Hey ladies, it’s time to talk lady business! And you know what that means – this post is all about la las. Froo froos. Noonis! Blarf marfs. Jim jams. Budakhans. Ling lings. Tim tams. Flip flops. Mac Attacks.
So hey, what do you use to clean your bibimbop? Is it Femfresh, “the PH-balanced formula specially designed for intimate skin?” Then you’d better go “like” their Facebook page, where as we speak a social media disaster is happening. And it is wonderful.
I know I’ve ranted about douche before, but for those just joining us, here’s the deal: vaginas (*gasp*) are self-cleaning. You do not need to hose them down with vinegar or any other kind of douche. Nothing inside you needs cleaning and you can clean the exterior of your crotch with soap just like dudes can. Using douche internally can lead to infections, which can lead to serious problems like infertility. If there’s something wrong with your vagina, see a doctor. Douches are at best useless and worst harmful. This is why “douche” is the very best insult you can ever throw at someone.

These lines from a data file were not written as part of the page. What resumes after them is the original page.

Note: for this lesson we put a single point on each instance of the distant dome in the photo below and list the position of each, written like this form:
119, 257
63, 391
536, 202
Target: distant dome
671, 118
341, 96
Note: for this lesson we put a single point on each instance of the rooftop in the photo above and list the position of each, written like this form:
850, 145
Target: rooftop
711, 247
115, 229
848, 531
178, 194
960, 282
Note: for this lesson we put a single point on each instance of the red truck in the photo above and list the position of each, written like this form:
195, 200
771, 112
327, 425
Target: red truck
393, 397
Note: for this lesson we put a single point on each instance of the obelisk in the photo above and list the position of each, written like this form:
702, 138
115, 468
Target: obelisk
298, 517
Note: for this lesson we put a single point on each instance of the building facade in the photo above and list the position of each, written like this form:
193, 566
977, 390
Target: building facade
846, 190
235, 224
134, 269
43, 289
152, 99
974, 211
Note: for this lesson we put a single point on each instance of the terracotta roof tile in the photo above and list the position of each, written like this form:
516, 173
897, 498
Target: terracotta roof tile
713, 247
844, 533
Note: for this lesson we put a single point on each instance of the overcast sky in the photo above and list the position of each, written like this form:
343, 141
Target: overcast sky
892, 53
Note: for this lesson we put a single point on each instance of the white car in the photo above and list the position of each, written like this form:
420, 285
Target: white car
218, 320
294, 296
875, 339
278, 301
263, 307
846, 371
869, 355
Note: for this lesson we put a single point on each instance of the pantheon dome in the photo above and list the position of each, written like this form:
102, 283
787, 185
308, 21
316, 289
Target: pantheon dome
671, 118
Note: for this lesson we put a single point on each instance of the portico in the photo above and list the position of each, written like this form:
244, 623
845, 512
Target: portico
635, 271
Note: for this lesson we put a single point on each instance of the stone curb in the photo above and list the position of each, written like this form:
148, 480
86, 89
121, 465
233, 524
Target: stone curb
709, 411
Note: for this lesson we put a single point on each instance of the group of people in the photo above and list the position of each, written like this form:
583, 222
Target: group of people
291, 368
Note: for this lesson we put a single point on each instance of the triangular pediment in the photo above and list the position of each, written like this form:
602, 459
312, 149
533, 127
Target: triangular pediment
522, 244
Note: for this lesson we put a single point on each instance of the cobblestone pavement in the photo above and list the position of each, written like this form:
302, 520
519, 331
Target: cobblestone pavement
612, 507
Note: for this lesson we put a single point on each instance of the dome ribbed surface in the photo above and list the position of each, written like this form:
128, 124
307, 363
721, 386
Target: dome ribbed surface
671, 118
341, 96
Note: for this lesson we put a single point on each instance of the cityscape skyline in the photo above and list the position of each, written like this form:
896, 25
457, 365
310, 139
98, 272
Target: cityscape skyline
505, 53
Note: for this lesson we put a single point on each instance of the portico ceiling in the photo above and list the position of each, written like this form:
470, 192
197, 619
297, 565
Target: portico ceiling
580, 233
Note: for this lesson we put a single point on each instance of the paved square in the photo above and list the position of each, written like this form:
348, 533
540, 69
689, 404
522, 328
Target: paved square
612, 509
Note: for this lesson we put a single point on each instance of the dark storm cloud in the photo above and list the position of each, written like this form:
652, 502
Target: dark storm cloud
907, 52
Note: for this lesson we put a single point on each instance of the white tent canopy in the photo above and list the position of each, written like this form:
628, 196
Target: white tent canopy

Along comes Femfresh, and like all douches, Femfresh must sell you a useless product by playing on your insecurities about your own body. You just aren’t fresh without using Femfresh! They want you to put their vile concoction in your vagina, but saying the word “vagina” requires some level of comfort with your body’s natural state, and they can’t sell douche to someone like that. So instead they use cutesy, infantilizing euphemisms like “va jay jay, kitty, nooni, lala, froo froo!” “Expert care for down there.” Down where? My feet?
Happily, women have caught on to this bullshit and they’re not taking it lying down. Femfresh’s Facebook page is currently flooded with hilarious criticisms like these (from both men and women) (EDIT: the page has just been taken down. Ha! Here is a screenshot.):
Vaginas smell. Take your repressed, woman-hating consumerism elsewhere.
There are sadly parts of the world (including parts of the US) where women are punished, politically, emotionally or even physically for saying the word VAGINA in public. Do we really want to be encouraging young women in our society to be afraid to use the biologically correct name for a part of their body?
Don’t even get me started on the entire concept of Femfresh. As another poster wrote, if you really do think you smell bad, see a GP!
I have a baby girl and a two year old boy and feel so much pressure to avoid using the proper words for their genitals but I would much rather they weren’t ashamed of their respective penis and vagina!
Hey Femfresh, how does it feel to have your entire target demographic think you’re idiots? Why don’t you redo this page and your entire ad campaign, to something sober and unobtrusive reflecting that creepy Lysol advert from the 60s that earnestly implies no matter how tasty your meatloaf is your husband will dump you because of your hideous odor and you oughta be douching with toilet cleaner? Perhaps that will better attract the sort of repressed, terrfied person who is neurotically obsessed with how their genitals smell
Femfresh lady shaming since the 70s!!!!
If my vagina was supposed to smell like a garden, there would be daisies growing out of it.
I’m pretty sure that “one of the kindest ways to care for your vagina” is untrue, and thus is a matter for Trading Standards or the Advertising Standards Agency. Also “expert care” is misleading as my undeerstanding is the majority of healthcare professionals would advise against such a product.
Is this product aimed at children, or should I have a nooni too? I’m pretty certain I only have the standard issue vulva + vagina set at present. They work fine, but do I need to get hold of a froo froo lala in order to use the femfresh properly? If so, can I order one online? Please advise.
In perhaps my favorite thread, Tony Rudd steps in apparently acting officially on behalf of Femfresh, and writes:
We’re taking your comments and can assure you that all will be seriously looked at. Posts like this one will no longer appear as we misjudged our customers
He includes a screenshot of a Femfresh posting that reads
Hands up who’s proud of their pom pom? ‘Like’ this post if your hands are high!
To which people respond:
If your vagina looks like a POM POM, seek medical attention.
Just out of interest, what’s the gender breakdown of the marketing team that came up with this gigantic wibbling pile of scrotum?
And how old is your target market?
Have you actually got a target market, or did you just make them up to suit your product?